こうした警察・検察の動きを受けて朝木さんを敵視していた創価学会は、事件発生直後から事件を「自殺」、それも朝木明代市議に対してかけられていた「万引き被疑事件を苦にしての自殺」との大宣伝を繰り返し、検察が捜査終結宣言を出した直後には、機関紙「創価新報」に「警察.検察が自殺と断定」との大見出しをつけた記事を掲載。同紙を東村山市内で全戸配布するなど、一貫して朝木さんの名誉と遺族・関係者の心情を踏みにじる熾烈な攻撃を繰り広げた。
だが、その朝木明代市議の転落死事件について、遺族・関係者による真相究明の努力の結果、事件は警察・検察が発表したような「犯罪性はない=自殺」ではなく、「他殺」だったことが、新事実の判明により明らかになった。
朝木明代さんの長女である朝木直子東村山市議と、朝木明代さんの同僚だった矢野穂積東村山市議は、昨年11月に『東村山の闇 『女性市議転落死事件』8年目の真実』(第三書館)なる一書を上梓。その中で新事実を公表し、朝木明代市議の転落死が「他殺」に間違いはなく「謀殺」事件であると主張している。

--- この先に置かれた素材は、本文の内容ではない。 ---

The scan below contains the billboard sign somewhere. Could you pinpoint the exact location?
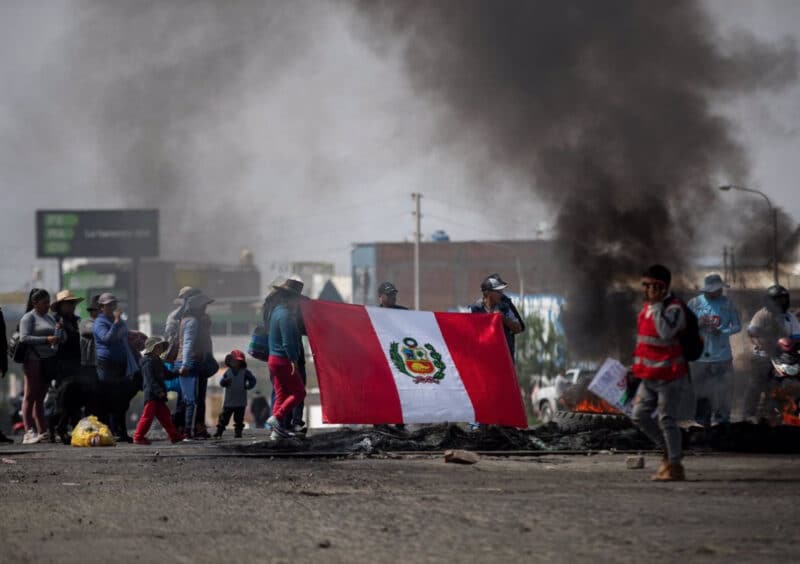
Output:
[36,210,158,258]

事件の真相究明に尽力する朝木直子、矢野穂積の両市議と、朝木明代市議の転落死事件について『怪死』を出版し、事件は「他殺」の可能性が高いことを指摘してきた本誌発行人の乙骨正生が、新事実に基づき事件を検証した。
遺体に残されていた「争った跡」
乙骨 昨年11月、朝木直子さんと矢野さんは、『東村山の闇』を上梓されました。その中で警察や創価学会が主張する「自殺」説を根底から覆す新事実を発表されています。
明らかになった新事実とは、まず第一には朝木明代市議の遺体を司法解剖した「鑑定書」に、第三者と争った跡である皮下出血に伴う「皮膚変色部」が上腕内側に認められると記載されていたこと。
第二には、警察や創価学会が「自殺」の動機だと主張してきた朝木明代市議に対する「万引き」容疑が、実は、確証のない冤罪であったこと。
さらにはそうした事実の積み上げの結果、裁判所が朝木明代市議の転落死は「自殺」ではないと認定したという事実などです。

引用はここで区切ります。